Albert R. Erskine - January 18th, 1871 - July 1st, 1933

President of Studebaker

Albert, came to work for Studebaker as Treasure when Studebaker was Incorporated and went public, in February of 1911.  Prior to that date Studebaker was known as “Studebaker Brothers Manufacturing Company” and was privately owned.
 
Erskine, saddled with personal debt and health problems, killed himself on July 1, 1933, at the age of 62, accused of the financial mismanagement which had forced Studebaker into bankruptcy in March of 1933.
(For more information on the Studebaker bankruptcy, see the article “STUDEBAKER – THE 1933 BANKRUPTCY” on this website).
 
The early days:
Born in Huntsville, Alabama, on January 24th, 1871, to an influential southern family whose fortunes had been decimated by the Civil War.  He attended public school in St.

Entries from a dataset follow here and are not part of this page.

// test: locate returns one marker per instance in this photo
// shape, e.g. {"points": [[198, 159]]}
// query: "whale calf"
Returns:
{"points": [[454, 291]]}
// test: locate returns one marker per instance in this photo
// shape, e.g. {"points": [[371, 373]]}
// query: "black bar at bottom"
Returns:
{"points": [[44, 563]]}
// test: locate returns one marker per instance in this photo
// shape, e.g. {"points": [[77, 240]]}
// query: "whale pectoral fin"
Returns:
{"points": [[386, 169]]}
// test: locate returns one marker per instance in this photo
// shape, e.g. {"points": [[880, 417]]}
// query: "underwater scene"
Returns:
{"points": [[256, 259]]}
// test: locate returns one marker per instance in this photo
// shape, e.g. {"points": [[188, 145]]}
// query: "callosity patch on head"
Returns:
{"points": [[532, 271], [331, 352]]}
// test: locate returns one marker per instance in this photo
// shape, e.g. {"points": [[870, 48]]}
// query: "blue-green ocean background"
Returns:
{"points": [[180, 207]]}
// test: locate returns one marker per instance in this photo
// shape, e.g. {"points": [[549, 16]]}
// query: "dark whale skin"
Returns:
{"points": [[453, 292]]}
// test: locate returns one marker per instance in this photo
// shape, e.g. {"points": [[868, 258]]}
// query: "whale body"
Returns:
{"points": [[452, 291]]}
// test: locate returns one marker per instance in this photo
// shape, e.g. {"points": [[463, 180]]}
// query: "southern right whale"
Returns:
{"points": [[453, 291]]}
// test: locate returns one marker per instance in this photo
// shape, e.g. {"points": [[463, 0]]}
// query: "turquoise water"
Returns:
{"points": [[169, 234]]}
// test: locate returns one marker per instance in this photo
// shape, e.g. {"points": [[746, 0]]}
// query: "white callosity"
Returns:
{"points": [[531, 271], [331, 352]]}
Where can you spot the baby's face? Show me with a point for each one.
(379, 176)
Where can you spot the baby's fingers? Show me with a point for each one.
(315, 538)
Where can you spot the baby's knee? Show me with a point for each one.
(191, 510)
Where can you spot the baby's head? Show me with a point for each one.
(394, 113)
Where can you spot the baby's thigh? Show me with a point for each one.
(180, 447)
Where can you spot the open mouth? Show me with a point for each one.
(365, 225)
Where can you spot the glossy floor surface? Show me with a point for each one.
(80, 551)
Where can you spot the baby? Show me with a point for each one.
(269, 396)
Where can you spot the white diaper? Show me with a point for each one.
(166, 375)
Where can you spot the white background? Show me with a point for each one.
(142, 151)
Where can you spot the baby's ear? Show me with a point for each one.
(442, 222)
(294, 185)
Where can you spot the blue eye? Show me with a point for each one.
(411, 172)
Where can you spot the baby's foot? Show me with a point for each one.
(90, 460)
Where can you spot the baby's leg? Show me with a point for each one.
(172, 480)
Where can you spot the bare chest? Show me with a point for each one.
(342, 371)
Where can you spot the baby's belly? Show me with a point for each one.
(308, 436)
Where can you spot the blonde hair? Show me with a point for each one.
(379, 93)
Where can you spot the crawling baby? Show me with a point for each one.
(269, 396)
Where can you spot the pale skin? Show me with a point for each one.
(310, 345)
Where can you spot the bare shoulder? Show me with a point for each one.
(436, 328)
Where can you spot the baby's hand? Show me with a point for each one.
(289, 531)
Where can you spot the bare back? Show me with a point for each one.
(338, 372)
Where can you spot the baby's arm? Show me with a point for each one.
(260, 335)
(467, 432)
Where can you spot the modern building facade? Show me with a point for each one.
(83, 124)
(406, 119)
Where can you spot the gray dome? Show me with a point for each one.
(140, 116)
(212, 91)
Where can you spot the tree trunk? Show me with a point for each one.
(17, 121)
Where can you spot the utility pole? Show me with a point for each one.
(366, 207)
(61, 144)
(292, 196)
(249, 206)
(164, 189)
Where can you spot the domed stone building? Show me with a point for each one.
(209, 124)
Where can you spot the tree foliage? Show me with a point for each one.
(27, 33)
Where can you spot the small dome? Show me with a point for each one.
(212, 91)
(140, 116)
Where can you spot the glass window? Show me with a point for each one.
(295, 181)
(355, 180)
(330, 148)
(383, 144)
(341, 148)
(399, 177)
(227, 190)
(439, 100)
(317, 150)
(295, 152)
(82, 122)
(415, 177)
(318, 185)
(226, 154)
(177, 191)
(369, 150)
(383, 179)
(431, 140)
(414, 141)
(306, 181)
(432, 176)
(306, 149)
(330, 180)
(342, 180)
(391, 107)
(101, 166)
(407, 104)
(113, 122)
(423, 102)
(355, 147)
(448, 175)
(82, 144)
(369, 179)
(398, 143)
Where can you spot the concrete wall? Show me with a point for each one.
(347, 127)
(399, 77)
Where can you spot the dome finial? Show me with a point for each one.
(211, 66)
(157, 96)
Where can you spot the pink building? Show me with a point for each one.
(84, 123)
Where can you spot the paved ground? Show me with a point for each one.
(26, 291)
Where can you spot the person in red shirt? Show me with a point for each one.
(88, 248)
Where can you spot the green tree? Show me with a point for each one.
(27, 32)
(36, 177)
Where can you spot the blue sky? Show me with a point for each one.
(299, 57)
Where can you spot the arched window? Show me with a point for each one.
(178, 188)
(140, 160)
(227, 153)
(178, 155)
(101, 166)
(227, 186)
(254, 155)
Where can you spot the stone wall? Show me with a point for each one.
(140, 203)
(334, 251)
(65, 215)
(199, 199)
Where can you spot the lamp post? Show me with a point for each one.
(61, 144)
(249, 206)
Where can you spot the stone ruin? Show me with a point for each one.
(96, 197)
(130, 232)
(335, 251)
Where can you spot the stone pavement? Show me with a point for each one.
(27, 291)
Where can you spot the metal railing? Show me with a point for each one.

Louis, Missouri and at age of 15 went to work as an office boy with the Mobile and Ohio railroad.  By 1898, he had worked his way up to chief clerk and later general auditor of  the American Cotton Company.  When American Cotton went into receivership, he landed a job as Treasure of Yale and Towne Company,  and in 1910 became vice president of Underwood Typewriter, all this before coming to Studebaker in 1911 as Treasure.  In 1913 Erskine became vice president of Studebaker,  and in 1915 was made president, when Frederick Fish (Son-in-law of J.M. Studebaker) became Chairman of the Board, and J.M. Studebaker was named honorary president.  Ref: Studebaker The Complete Story by William A. Cannon & Fred K. Fox
 
Erskine in the Twenties:

Under Erskine’s early leadership, Studebaker prospered, until World War I, broke out, with sales and profits declining only during 1917 & 1918.  However, sales and profits rebounded during 1919 and for the next seven years, profits consistently exceeded ten percent of sales.  Many records were recorded during the years leading up to the great depression, which started with the market crash of 1929.  Among these were “all-time sales peak for Pre-World War II years of $157 Million” in 1928; “most car sold — 145,167” in 1923; “greatest net income — $18,342,223“ in 1923“; and “largest dividend paid — $10,423,088” in 1925.  While most auto makers had sales and profit declines in the 1920, Studebaker’s sales and profits climbed.  Only Ford Motor Company had similar results.   Ref: Studebaker The Complete Story by William A. Cannon & Fred K. Fox

 
Could Studebaker become the next GM:
 Erskine, not unlike many others of the time, wanted to compete directly in the low end, high volume auto sales against Ford and Chevy.  He also wanted to establish a presence in the luxury car field (a car for every buyer).
 
Erskine’s first attempt to compete in the low end, was with a small car named the Erskine, built from 1927 through 1930.  This car was aimed directly at the European market, and was most likely it’s greatest down fall as the engine design had a very long stroke to bore ratio.  The Erskine was essentially an assembled car, with engines built by Continental, bodies by Budd, and running gear mostly by Timkin.  While the styling was good, the mechanical end was not so good, with the engine lacking the low-speed torque and lugging power American’s expected.  Price wise the car was little competition for Ford & Chevy.  Only about 25,000 cars were produced each of the four years it existed, and it just faded into history as the Studebaker Six during it’s forth year of production.
 
Erskine’s next two ventures would prove to be much more damaging to the Studebaker Corporation, and were certainly were factors in the bankruptcy of 1933, and most likely contributed to Erskine’s downfall and ultimate suicide.  The first, was the release of the Rockne, a car to compete again, against Ford and Chevy.  This car was well built and well conceived, but failed because of timing (the great depression).  It lasted only 18 months.  The second, was the purchase of Pierce Arrow in 1928, just prior to a time when nearly all of the most prestige’s car manufactures in America would close their doors.  Pierce Arrow was shed during the bankruptcy reorganization.  The answer, Erskine was never able to create the high volume, low cost car Studebaker needed to compete in the long haul, and without the low end sales volume, the luxury end was out of reach, No GM for Studebaker.